The pattern is also not limited to microservices. A monolith sending a welcome email after user registration, an IoT device syncing readings to the cloud, a backend triggering an S3 upload after a form submission—any situation where a reliable store meets an unreliable external action is a candidate. The pattern is older than microservices; versions of it have been used in banking systems since the 1990s.

But if losing a message means a saga hangs halfway through compensation, an inventory update is silently skipped, or a payment is recorded in one system and not another—use the outbox.

Testing the Pattern

Test against a real database and a real broker or stub. Mocks will not expose the timing and concurrency behaviour you need to verify.

Test 1 — Crash before relay sends. Write a business record and an outbox row, then stop the relay before it processes. Restart the relay. Verify the message is eventually delivered and the outbox row is marked sent.

Test 2 — Crash after send, before marking sent. Simulate the relay crashing after publishing a message but before updating the row to sent. On restart, verify the relay re-sends and that the consumer handles the duplicate gracefully.

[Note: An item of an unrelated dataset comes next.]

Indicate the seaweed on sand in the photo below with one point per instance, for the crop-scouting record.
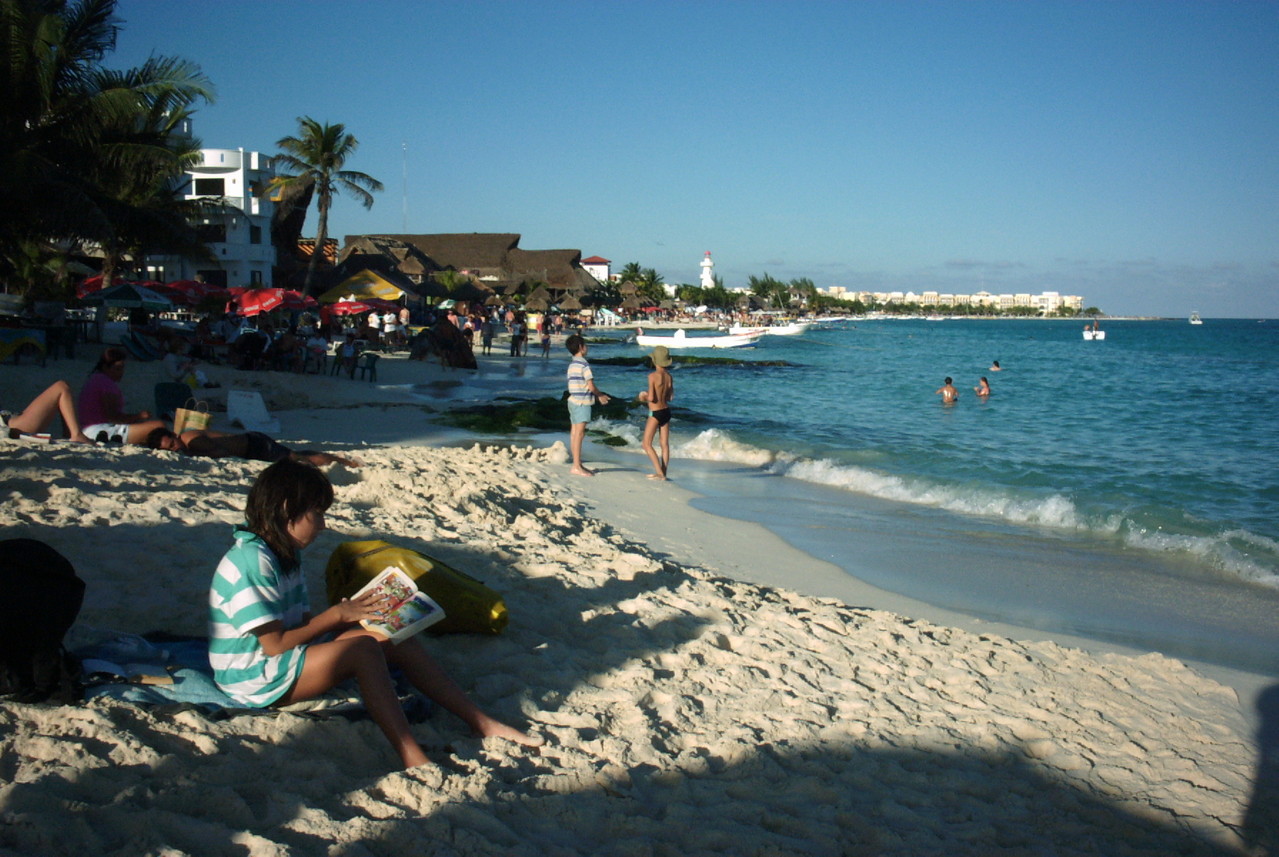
(508, 415)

Test 3 — Concurrent relay workers. Run two relay workers simultaneously against the same outbox. Verify each message is sent exactly once and that row-level locking or leases prevent double-processing.

Test 4 — Relay failure with backoff. Make the target service return errors. Verify the retry count increments, the next attempt time advances with exponential backoff, and the relay does not hammer the failing service.

Test 5 — Dead-letter threshold. Exhaust the retry limit on a message. Verify the relay moves it to dead-letter and stops retrying, and that an alert or log entry is produced.

Summary

The Transactional Outbox pattern solves a precise failure: losing a message because the server crashed between a database write and a broker publish.

By writing the message intent into the database in the same transaction as the business data, you eliminate that failure entirely. The relay delivers messages durably, with retries. Backoff and dead-lettering handle poison messages. Concurrency control prevents duplicate sends. Monitoring tells you when something is stuck.

For sagas, the same principle extends further: store compensation intent atomically at the moment you decide to compensate, and the saga survives any crash.

The outbox does not remove complexity from distributed systems. It makes one guarantee: if your system decided something should happen, that decision is never lost. Everything else—retries, duplicates, ordering—can be handled. Lost intent cannot.